The Mop Fair

by Tewkesbury Register

Tewkesbury Register, 15th of October 1932

The coming and passing of Tewkesbury October fair, gives rise to reflections upon its origin and significance.

It is the outcome and survival of an ancient custom which has obtained for many centuries in this and the countries of Europe. Most of the famous fairs of Medieval times in England and upon the Continent, with their tolls and other revenues and their limits of time and space, were grants from the Sovereign to Abbots Bishops and other ecclesiastical dignaturies and a fair was generally held during the period of a Saint's feast, and in the precincts of the church - the time and place of the chief popular assemblages, but in England this desecration of the Church and Churchyard was forbidden by statutes of Henry III and Edward II. So very intimate was the connection between the fair and the feast of the Saint, that the former has very commonly been regarded as an off-shoot or development of the latter. Nevertheless, there are grounds for the supposition that fairs were already existing national institutions long before the church turned or was privileged to turn them to her own profit.
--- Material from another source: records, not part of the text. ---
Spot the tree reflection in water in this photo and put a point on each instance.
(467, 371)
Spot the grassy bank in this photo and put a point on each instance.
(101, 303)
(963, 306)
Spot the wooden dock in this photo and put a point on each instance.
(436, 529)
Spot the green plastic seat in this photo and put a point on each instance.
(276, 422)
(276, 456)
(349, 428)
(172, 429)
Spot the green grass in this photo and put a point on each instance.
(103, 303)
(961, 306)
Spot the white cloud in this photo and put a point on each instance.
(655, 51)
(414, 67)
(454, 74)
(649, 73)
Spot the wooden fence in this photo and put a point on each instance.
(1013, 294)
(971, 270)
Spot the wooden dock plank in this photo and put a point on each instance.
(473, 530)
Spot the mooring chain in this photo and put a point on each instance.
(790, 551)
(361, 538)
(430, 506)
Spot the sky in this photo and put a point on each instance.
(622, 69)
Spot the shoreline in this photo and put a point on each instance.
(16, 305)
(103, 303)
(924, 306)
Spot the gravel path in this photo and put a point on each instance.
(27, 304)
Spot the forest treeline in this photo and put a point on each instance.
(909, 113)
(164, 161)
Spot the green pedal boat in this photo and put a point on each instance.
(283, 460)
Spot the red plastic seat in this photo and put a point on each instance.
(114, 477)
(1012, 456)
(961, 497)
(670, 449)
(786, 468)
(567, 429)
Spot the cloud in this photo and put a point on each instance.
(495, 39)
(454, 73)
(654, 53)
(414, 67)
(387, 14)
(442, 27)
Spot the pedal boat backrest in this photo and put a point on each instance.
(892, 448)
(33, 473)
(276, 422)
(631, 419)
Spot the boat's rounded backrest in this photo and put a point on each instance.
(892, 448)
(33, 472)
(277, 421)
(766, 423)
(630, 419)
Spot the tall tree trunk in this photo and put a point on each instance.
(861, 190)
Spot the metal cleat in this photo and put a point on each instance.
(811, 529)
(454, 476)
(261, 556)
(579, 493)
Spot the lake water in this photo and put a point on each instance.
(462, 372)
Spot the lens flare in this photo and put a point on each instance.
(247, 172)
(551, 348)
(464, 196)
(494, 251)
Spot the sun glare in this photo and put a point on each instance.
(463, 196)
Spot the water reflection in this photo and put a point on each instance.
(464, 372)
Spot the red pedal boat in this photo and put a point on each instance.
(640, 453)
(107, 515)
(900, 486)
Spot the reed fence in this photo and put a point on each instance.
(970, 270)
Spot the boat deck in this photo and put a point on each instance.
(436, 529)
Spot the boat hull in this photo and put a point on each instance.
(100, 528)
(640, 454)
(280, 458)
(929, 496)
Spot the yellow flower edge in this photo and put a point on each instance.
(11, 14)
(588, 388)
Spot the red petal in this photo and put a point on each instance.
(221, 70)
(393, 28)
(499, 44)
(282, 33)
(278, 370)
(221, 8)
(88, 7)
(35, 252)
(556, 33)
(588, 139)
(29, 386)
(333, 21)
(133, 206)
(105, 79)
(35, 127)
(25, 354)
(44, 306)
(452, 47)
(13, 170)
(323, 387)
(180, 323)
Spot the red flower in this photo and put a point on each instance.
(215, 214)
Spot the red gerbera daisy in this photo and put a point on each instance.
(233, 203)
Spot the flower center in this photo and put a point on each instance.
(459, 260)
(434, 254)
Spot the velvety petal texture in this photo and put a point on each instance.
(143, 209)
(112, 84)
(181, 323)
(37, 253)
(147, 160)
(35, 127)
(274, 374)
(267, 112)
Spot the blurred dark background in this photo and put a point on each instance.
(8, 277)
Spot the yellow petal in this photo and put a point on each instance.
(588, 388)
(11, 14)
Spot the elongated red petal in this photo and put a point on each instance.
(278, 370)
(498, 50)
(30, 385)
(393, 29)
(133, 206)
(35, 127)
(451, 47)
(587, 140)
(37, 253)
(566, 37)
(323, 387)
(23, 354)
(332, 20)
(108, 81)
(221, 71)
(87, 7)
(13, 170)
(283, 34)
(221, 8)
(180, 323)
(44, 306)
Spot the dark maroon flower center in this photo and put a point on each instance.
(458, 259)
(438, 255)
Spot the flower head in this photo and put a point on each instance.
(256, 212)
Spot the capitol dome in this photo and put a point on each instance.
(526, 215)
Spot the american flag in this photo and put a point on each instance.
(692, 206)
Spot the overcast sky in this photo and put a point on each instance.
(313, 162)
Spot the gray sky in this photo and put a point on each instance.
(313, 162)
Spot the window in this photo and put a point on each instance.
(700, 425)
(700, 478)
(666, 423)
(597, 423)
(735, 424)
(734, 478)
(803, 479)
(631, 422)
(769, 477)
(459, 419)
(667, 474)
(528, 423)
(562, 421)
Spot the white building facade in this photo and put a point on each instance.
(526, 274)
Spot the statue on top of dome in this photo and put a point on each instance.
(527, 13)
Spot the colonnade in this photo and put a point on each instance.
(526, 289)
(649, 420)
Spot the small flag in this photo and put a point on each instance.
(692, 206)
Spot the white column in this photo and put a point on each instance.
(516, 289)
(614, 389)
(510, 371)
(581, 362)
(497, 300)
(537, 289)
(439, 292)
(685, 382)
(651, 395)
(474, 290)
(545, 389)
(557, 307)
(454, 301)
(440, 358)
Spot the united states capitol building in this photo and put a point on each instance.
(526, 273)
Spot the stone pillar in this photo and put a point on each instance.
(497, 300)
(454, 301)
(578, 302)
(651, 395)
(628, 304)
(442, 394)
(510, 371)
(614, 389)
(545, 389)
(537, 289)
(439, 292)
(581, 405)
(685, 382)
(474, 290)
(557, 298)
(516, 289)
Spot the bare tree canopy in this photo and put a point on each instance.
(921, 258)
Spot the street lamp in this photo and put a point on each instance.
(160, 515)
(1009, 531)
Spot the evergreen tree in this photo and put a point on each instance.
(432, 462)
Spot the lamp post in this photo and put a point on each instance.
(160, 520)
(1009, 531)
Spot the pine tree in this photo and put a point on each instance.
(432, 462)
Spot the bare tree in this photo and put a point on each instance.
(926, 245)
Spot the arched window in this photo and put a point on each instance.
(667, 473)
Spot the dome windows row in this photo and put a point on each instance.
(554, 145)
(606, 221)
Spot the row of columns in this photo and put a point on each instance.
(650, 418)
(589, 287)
People assembled at fairs with the main object of selling and purchasing merchandise, but with this was associated the pleasure of social intercourse and public enjoyment.

In the early part of the last century [the 19th] there were seven annual fairs in Tewkesbury, but in consequence of some of them interfering with other fairs and great markets in the neighbourhood, it was agreed at a public meeting in 1827 to discontinue two of them, leaving five to be held - on the second Monday in March, the second Wednesday after the 4th September for cheese, wool, and as well as for livestock, and on October 10, but the great day for hiring servants was on the 10th October. Many of our readers will remember this hiring custom - now fallen into disuse - and also the two "mops" referred to, the latter of which was commonly termed the "runaway mop."

Our fairs for the sale of stock - on alternate Wednesday - and the October pleasure fair, are survivals of ancient system, the last named, though devoid of mercial aspect, being the most striking link with practices of the past.

The fair tolls are the perquisites of the Corporation, and we understand that they are this year more substantial than for many years past, and will be a welcome addition to our public funds.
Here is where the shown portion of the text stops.